Plaintiff cannot prevail regardless of whether the doctrine of uninterruptible peremption is strictly implied, see Pounds v. Schori, 377 So.2d 1195 (La.1979), or whether deference is paid to the Official Comments and La.C.C. Art. 3462. Under Art. 3462, regardless of whether federal court is considered “competent” jurisdiction, Algiers Iron Works was not named a defendant or served within fifteen days. A prior petition interrupts prescription only as to defendants named in the petition relied upon for interruption in the absence of solidary liability between an unnamed defendant and a named defendant. Martin v. Mud Supply Company, Inc., 239 La. 616, 119 So.2d 484 (1960); Melancon v.

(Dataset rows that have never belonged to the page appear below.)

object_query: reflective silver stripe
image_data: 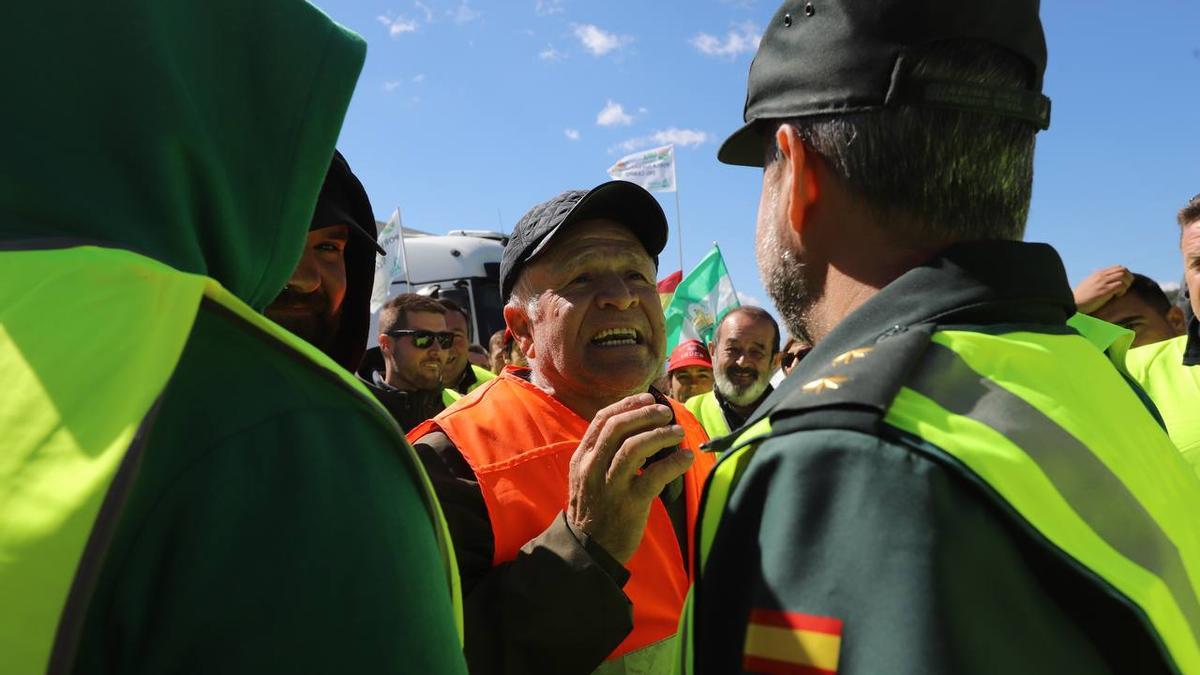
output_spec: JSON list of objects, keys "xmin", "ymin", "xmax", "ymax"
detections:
[{"xmin": 908, "ymin": 342, "xmax": 1200, "ymax": 646}]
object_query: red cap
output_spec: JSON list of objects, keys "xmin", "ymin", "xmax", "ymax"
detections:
[{"xmin": 667, "ymin": 339, "xmax": 712, "ymax": 373}]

Tassin Amphibious Equipment Corporation, 427 So.2d 932 (La.App. 4th Cir.1983), writ denied 433 So.2d 166 (La.1983).
Even if R.S. 23:1634 applied to federal court, the Administrator is required to “send by registered mail to each other party to the proceeding a copy of the petition, and such mailing shall be deemed to be completed service upon all parties.” This did not occur.
The district court judgment is reversed and the Board of Review’s decision is reinstated.
REVERSED.
. Although case law interprets the source provisions to the present La.C.C. Art. 3462, the new statute does not change the law and the Official Comments state that jurisprudence remains relevant.